Flood hazard legend.
USA flood hazard layer legend describing flood inundation zones.
  1. Add essential business locations

 

Next, we’ll perform a points of interest search to map business that represent essential services. Under Create maps, click Points of interest (POI) search. Use Data Axle as the POI data source and search by Category for: 

  • Grocers-Retail 
  • Pharmacies 
  • Service Stations-Gasoline & Oil 
Search POI
Search essential business locations for the region using POI data in BA Web App.

We named and saved the search “Essential Services.” 

Save POI search
Save POI search as "Essential Services".
  1. Style and overlay the data

 

We overlaid the essential-service points directly on the USA Flood Hazard Areas layer to visually confirm which facilities fall inside the 1% and 0.2% annual chance flood zones (and note any within the Regulatory Floodway). 

Selecting the Style section of the workflow pane, we used the drop-down menu to choose Place to symbolize each business location based on the category of services that business offers. Then select Show style options and toggle off Cluster points. 

Update POI symbology
Update the POI symbology to Place.
Turn off cluster points.
Turn off Cluster points in style options.

 

  1. Summarize and interpret results

 

The resulting map reveals a dense concentration of essential services running parallel to Brays Bayou, much of which lies inside the 100-year floodplain. Several pharmacies, grocery stores, and gas stations overlap directly with high-risk flood zones, underscoring how floods can quickly disrupt critical supply chains. 
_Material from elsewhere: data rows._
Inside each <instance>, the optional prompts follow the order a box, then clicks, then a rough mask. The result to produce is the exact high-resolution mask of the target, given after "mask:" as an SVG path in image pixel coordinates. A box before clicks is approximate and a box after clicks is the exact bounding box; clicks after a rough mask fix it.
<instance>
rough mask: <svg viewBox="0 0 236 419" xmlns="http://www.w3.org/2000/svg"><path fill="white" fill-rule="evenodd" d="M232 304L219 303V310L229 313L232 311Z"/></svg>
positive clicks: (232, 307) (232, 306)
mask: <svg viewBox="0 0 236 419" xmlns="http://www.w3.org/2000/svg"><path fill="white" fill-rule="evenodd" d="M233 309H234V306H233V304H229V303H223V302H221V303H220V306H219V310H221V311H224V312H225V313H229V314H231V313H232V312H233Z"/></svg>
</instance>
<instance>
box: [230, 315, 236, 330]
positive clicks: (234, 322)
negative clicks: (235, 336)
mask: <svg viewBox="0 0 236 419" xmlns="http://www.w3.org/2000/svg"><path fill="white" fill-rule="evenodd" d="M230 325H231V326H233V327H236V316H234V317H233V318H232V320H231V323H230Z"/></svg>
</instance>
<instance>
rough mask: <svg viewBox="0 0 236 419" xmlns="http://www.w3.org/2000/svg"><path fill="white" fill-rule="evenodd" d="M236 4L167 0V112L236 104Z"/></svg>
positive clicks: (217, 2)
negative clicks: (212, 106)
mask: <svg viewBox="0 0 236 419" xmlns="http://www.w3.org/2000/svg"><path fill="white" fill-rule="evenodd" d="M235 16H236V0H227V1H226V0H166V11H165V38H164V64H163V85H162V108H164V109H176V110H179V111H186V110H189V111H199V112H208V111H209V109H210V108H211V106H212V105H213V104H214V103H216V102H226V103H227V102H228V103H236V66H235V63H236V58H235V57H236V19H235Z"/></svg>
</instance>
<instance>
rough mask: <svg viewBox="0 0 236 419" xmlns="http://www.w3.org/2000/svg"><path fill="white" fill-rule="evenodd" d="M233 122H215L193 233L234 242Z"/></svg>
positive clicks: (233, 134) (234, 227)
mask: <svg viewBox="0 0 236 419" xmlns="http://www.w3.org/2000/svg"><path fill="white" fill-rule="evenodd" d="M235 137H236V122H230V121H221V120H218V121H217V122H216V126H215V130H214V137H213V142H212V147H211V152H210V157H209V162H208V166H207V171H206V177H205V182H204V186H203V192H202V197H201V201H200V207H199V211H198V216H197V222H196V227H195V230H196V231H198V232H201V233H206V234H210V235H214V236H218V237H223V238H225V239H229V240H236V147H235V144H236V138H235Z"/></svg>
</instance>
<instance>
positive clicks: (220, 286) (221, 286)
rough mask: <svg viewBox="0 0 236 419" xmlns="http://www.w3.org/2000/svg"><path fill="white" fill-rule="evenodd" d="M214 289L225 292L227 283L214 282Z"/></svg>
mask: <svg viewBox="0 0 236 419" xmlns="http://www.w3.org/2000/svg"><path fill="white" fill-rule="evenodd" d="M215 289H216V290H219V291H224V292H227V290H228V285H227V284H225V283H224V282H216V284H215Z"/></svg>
In contrast, a few facilities along the southern and western edges of the ZIP—outside the flood zone—could serve as temporary alternatives when central Meyerland businesses are inaccessible. 

Flood inundation areas.
Regions where essential POI are prone to flooding events.

Looking at the Results pane, we identified 159 essential business locations in the Meyerland area. The top business types include: 

  • Pharmacies (47) 
  • Grocery & Retail (43) 
  • Gas & Service Stations (40) 
  • Convenience Stores (16) 

Roughly 56% of these are independent businesses, with most having fewer than 10 employees—highlighting how small, locally owned stores are disproportionately affected by flood events.

Business category statistics
Business category Results pane for essential business types.

We can even filter independent businesses to see where they are in the existing flood prone regions. In the Filters section select Show filters, under the field Business Category select the value Independent. 

Filter independent businesses
Filter independent essential businesses.
  1. Share results

 

You can share your results as an ArcGIS web map directly from the Business Analyst Web App (available with a Standard license) to your ArcGIS Online Organization. Under Share results select ArcGIS web map to create a new web map containing the essential business POIs and the USA Flood Hazard layer. You can edit these layers—e.g., customize pop-ups for the essential businesses — or use the data for further analysis. The web map can also be embedded in apps and shared with stakeholders, the community, or other departments within a local or state government through your ArcGIS online organization.

Share results to ArcGIS web map.
Share essential business and flood hazard layer to a new ArcGIS web map.
Interacting with flood map application.
Interacting with the essential business and flood hazard layer from the web map built into an ArcGIS Instant App.

Conclusion 

Flood events like Hurricane Harvey have shown that community resilience depends on more than just levees and drainage—it depends on access. When pharmacies or grocery stores are under water, neighborhoods can be left stranded for days. 

By using ArcGIS Business Analyst Web App with Living Atlas flood data and Data Axle business listings, local governments, emergency planners, and businesses can proactively identify where vulnerability meets necessity—and make informed decisions about mitigation, relocation, or disaster response. 

The Meyerland flood prone essential business case study illustrates how location intelligence can help cities protect what matters most: the essential services that keep communities running when it matters most.